Dopo la via degli Dei e quella degli Etruschi, un nuovo itinerario molto speciale viene inaugurato in questi giorni sull’appennino Tosco-Emiliano.
Si tratta del “Sentiero Blu“, un percorso di trekking di 7 giorni da Marzabotto a Prato, che coinvolge otto ragazzi con autismo e i loro educatori.
L’impresa è partita lunedì 27 marzo da Marzabotto e terminerà a Prato il 2 Aprile, in occasione della Giornata Mondiale della consapevolezza sull’autismo.

Nel progetto sono coinvolti ragazzi ospiti delle strutture sociali della Fondazione Santa Rita, che ha dato vita al progetto. Sono anche coinvolte le associazioni locali dei vari territori attraversati dal trekking, che faranno un pezzo di strada insieme. Ogni giorno un gruppo di persone di varie associazioni, genitori, membri delle istituzioni, si uniranno alla carovana dei 16 ragazzi e operatori. L’esperienza viene documentata quotidianamente attraverso foto, video e altro materiale.
Il gruppo dei ragazzi coinvolti e dei loro accompagnatori verranno ospitati ogni notte in strutture delle varie realtà locali.

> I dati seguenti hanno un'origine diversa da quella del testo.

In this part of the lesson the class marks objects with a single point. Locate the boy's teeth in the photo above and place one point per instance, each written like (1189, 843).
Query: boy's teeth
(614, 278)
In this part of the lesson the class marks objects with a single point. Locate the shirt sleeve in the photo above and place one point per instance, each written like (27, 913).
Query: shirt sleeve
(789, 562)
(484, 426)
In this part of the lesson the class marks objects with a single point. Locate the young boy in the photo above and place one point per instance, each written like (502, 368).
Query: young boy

“I ragazzi ci stanno stracciando – racconta Bruno Grazioso, uno degli educatori – Dobbiamo sempre chiedere di rallentare il passo. Sono davvero entusiasti e motivati”.

L’impresa, però, lascerà anche un segno e non solo metaforico. Lungo i sentieri Cai percorsi verrà tracciato un simbolo di colore blu, che potrà essere utilizzato anche da altri escursionisti in futuro.
“Il progetto – spiegano gli organizzatori – nasce dal desiderio di coniugare l’esperienza del cammino e della fatica in montagna con l’esigenza di far conoscere cos’è l’autismo e sfatare mille pregiudizi”.
Sul sito www.sentieroblu.it tutte le informazioni sul progetto.